Pour la précision, Rangifer tarandus, le « caribou » au Québec et le « renne » en Europe, ne représente qu’une seule et même espèce à l’échelle internationale. Et à cette échelle, l’Union internationale pour la conservation de la nature l’a classé comme « vulnérable » (un échelon avant « menacé »).
Il y a cependant des sous-espèces. Au Québec, on en retrouve une seule : le caribou des bois. Cette sous-espèce est segmentée en trois « écotypes » qui possèdent des distinctions génétiques, soit : forestier, montagnard (en Gaspésie) et migrateur. Ce sont les représentants des deux premiers écotypes dont le statut est le plus précaire.
Quoique plusieurs variables ont eu pour effet de diminuer les populations de caribous forestiers au Québec depuis 1850, aujourd’hui le grand défi est de leur préserver des habitats de qualité. Et c’est tout un défi considérant que cet écotype a besoin de très grandes superficies de forêts résineuses matures peu perturbées. Et par « grandes superficies », on parle de centaines de kilomètres carrés de forêts… soit exactement le type de massifs auquel s’intéresse l’industrie forestière!
Les besoins en habitat du caribou forestier ont été établis sur la base de nombreuses recherches scientifiques.
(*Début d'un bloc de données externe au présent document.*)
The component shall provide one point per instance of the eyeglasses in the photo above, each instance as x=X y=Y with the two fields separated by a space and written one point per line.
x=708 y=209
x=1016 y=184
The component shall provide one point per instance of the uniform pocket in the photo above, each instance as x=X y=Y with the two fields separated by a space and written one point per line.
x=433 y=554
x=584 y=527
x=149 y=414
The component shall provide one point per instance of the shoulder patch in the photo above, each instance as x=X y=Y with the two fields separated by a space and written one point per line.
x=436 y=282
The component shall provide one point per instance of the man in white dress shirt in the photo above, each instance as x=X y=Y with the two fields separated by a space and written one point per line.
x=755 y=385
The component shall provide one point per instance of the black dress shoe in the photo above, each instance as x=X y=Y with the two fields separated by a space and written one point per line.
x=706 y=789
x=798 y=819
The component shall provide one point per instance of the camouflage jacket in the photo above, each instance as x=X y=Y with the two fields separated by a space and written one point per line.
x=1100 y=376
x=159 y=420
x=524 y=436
Mais si l’on croise ces connaissances avec l’historique d’occupation du territoire québécois, une question se pose : « Comment le caribou forestier a-t-il fait pour avoir une aire de distribution aussi vaste que celle représentée par la limite de 1850? ».
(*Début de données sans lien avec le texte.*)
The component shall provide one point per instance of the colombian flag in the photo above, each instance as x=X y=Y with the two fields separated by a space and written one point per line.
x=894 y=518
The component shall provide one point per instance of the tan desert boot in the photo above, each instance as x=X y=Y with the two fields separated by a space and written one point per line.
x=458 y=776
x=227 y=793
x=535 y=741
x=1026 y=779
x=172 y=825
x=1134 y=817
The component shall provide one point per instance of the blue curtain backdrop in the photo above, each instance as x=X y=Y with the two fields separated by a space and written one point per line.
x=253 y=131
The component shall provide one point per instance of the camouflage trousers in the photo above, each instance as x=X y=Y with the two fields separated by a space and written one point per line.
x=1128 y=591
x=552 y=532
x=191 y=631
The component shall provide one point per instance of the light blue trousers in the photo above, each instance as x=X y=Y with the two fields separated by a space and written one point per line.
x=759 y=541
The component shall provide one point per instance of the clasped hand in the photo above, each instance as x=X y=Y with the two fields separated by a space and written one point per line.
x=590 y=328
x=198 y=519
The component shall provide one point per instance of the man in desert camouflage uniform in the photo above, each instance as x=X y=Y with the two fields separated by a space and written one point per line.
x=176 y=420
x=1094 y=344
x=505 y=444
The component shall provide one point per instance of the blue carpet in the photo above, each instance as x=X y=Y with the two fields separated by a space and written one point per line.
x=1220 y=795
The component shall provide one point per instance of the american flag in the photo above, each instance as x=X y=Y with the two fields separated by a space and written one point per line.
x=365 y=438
À propos du pigeon voyageur
Pour débuter cette réflexion sur le caribou forestier, je vais revenir sur l’histoire du… pigeon voyageur (Ectopistes migratorius).
Si vous faites une petite recherche, vous allez trouver plusieurs articles relatant comment cette espèce, qui se comptait en milliards en Amérique du Nord au début des années 1800, fut officiellement déclarée éteinte en 1914. Le journaliste scientifique Charles C. Mann s’est intéressé à cette histoire, mais en remontant avant même l’arrivée des Européens sur le continent. Une analyse que l’on retrouve dans son livre « 1491 : New revelations of the Americas before Columbus » (2011, p. 363-367).
Sa thèse, appuyée par des recherches archéologiques, est qu’avant l’arrivée des Européens, les populations du pigeon voyageur étaient beaucoup plus faibles que dans les années 1800. M . Mann estime même que le pigeon était probablement rare.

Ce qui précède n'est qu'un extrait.